How to hire a ghostwriter · 6 min read
What can go wrong with ghostwriting — eight failure modes and how to avoid them
After eight years and 200+ projects, the bad outcomes cluster into eight shapes. Each is preventable with one specific decision at one specific stage.
Most ghostwriting projects ship cleanly. The ones that fail tend to fail in recognizable patterns. Eight of them, in roughly descending order of frequency.
1. Voice mismatch caught too late
The most common failure. Author signs, writer drafts three chapters, author reads it and says “this does not sound like me.” The fix would have been a voice sample in week two. The cost is six weeks of work and an awkward conversation.
Prevention: insist on a 1,500-word voice sample, refundable, before any prose work. Re-cast the writer if the sample is wrong.
2. Outline drift mid-project
Author and writer agreed on an outline. By chapter eight, the book has drifted into territory the outline never anticipated. Sometimes for good reasons (the story revealed itself), sometimes for bad (the writer is following their interest instead of yours).
Prevention: chunk drafts every fortnight with sign-off. Drift is easier to correct in 8,000-word chunks than in 80,000-word drafts.
3. Missed timeline
Project was meant to deliver in 18 weeks. At week 22 the manuscript is still at chapter eleven. Reasons vary: writer over-committed, author-side review windows ran long, life happened. The dispute that follows often dissolves the engagement.
Prevention: a written timeline with named milestones and named consequences for missed milestones (we use 1% off remaining balance per additional week missed, capped at 15%).
4. Payment dispute
Author paid the deposit, writer delivered the first three chapters, author wants out, writer keeps the deposit, author files a chargeback, the chargeback succeeds and the writer is out the money. Or the inverse: the deposit was never paid in full and the writer is half-done with no leverage.

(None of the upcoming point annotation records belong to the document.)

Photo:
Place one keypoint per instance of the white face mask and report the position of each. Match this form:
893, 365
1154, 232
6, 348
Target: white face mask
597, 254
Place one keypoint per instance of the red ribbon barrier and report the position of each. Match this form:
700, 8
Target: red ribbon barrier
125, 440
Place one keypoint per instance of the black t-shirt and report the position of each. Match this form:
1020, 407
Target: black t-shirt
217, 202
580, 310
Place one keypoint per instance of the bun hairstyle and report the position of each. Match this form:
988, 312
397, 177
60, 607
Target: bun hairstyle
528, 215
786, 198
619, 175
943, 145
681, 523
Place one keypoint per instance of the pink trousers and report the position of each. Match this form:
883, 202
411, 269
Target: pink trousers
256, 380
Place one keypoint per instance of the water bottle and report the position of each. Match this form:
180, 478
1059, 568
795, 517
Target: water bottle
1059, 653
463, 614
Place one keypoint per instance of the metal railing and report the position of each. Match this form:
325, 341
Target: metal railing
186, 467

Prevention: milestone payments tied to deliverables, escrow for projects above $25k, and a refund policy in the contract that both sides can read in advance.
5. Attribution leak
Years after delivery, the writer mentions the project on a podcast, a LinkedIn post, or a portfolio refresh. The book is in the public record under your name; the writer is now publicly associated with it.
Prevention: permanent non-attribution clause in the writer’s contract, perpetual, surviving termination of the engagement and the studio. The teeth matter. We have never enforced ours; the teeth are the deterrent.
6. IP confusion
Author thinks they own the manuscript. Writer or studio retained some license, royalty share, or right of first refusal on a sequel. The confusion lives in the contract that nobody read carefully.
Prevention: read the IP clause. The right language is “all rights, in perpetuity, worldwide, in every format and language, transferred to the author on payment of the first invoice.” Anything weaker creates room for later dispute.
7. Scope creep
Author signed for 70k words and 8 weeks of interviews. By week six they want 110k words and twice the interview cadence. Writer either accepts and ends up doing 50% more work for the original fee or insists on a change order and the relationship sours.
Prevention: scope written tightly in the contract (word-count range, interview count, revision rounds). Change orders priced in advance. A written process for adjusting scope mid-project.
8. AI substitution
The writer is supposed to be drafting prose. Some of the prose, on inspection, was produced by a generative AI model and lightly edited. The book reads generic in chapter six because the LLM lost the voice. The author finds out after launch when reviewers flag it.
Prevention: ask the studio’s AI policy in writing before signing. If it is not on the public site, get it on the contract. We say it three places: the about page, the FAQ, and the contract.
What ties all eight together
All eight are preventable at one specific stage: contract signing. The vetting interview should surface them; the contract should resolve them; the milestone structure should make them visible if they happen anyway.
The single mistake that creates room for most of them is signing on a verbal agreement and a sales-call handshake. A serious ghostwriter expects you to negotiate. A serious studio gives you a contract you can read in a week.